DIE ’NDRANGHETA IST DA
    »Ich werd dich finden! Ich weiß, wo du wohnst! Ich werd dich verprügeln, wann immer ich dazu Lust habe!« Eigentlich ist es Roccos Aufgabe, Haftbefehle zuzustellen. Er ist Polizist in Bordighera, kennt sich aus mit Verbrechern. Aber dieses Mal treffen ihn die Drohungen. Sie graben sich tief in sein Bewusstsein ein, sie setzen ihm zu. Wer ihn da einzuschüchtern versucht, ist niemand geringeres als Roberto Pellegrino, einer der Gebrüder Pellegrino. Die Pellegrinos sind ein berüchtigter, polizeibekannter Clan, der seit einiger Zeit im Fokus der Anti-Mafia-Behörde steht.
    Ursprünglich stammen sie aus Seminara (bei Reggio di Calabria). Verwandtschaftliche Beziehungen verbinden sie mit Spitzenleuten der Organisierten Kriminalität an der Ligurischen Küste und mit dem Santaiti-Gioffrè-Clan. Nach einer kurzen Phase, während der sie auf dem Gebiet des Drogenhandels, der Waffen- und Dynamitschiebereien tätig waren, haben sich ihre Interessen mittlerweile auf die Bauwirtschaft, speziell Aushub und Erdarbeiten, verlagert. In kürzester Zeit haben sie verschiedene Baufirmen gegründet, mit welchen sie um öffentliche Ausschreibungen konkurrieren.
    Die Drohungen klingen noch in Roccos Kopf nach, verfolgen ihn bis nach Hause. Er war bisher davon überzeugt, dass so etwas in Ligurien nicht vorkommen könne. »Das hier ist ja nicht Kalabrien oder Kampanien«, sagte er zu seinen Freunden. Aber die ’Ndrangheta hat ihre traditionellen Grenzen längst überschritten. Das weiß Rocco zwar – Zeitungen und Fernsehsender haben darüber berichtet –, aber er hätte sich nie vorstellen können, dass ihn ein Mafioso persönlich bedrohen würde, weil Rocco ihm eine vom Staatsanwalt unterschriebene Vorladung überbringt.

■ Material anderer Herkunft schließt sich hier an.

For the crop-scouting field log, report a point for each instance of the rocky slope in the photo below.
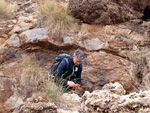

    Rocco ist zunehmend besorgt. Tag für Tag wachsen seine Befürchtungen. Er weiß, dass die Brüder von Roberto Pellegrino frei herumlaufen. Der Clan hält zusammen. Rocco schrickt zusammen, als sein Handy klingelt. Es sind erst wenige Stunden seit der Verhaftung von Pellegrino vergangen. »Hallo?« Aber es ist nur sein Onkel Gianni. Er berichtet Rocco, dass einer von Pellegrinos Brüdern ihn angerufen habe. »Er hat mich bedroht und beleidigt. Ich soll dir sagen, dass er dich mit eigenen Händen umbringen wird, wenn man seinem Bruder auch nur ein einziges Haar krümmt. Dass er dafür gern in den Knast geht.«
    Die Beklommenheit von Rocco wird zu Angst. Kalter Schweiß steht ihm auf der Stirn. Er überlegt, was er tun kann. Soll er Giovanni Pellegrino anrufen, wie ihm sein Onkel geraten hat? Oder soll er einfach weiterarbeiten, als ob nichts passiert wäre, als ob er keine massiven Drohungen erhalten habe? Er sucht verzweifelt nach einer Lösung und merkt gar nicht, dass er dabei zum ersten Mal seit Jahren wieder an seinen Nägeln kaut. Er nimmt sein Handy und wählt die Nummer, die ihm sein Onkel gegeben hat. Immerhin sind wir hier nicht in Kalabrien, denkt er sich und will sich damit beruhigen, die schreckliche Angst besiegen, die sich in ihm ausgebreitet hat und die seinen Magen wie eine eiserne Faust umklammert. »Hallo, spreche ich mit Giovanni Pellegrino?« Die zaghafte Stimme des Polizisten wird von lautstarken Beschimpfungen und Drohungen übertönt. Es ist ein kurzes Telefonat, aber lang genug, um dem Polizisten zu zeigen, dass die Mafia in seinem Heimatort Bordighera angekommen ist.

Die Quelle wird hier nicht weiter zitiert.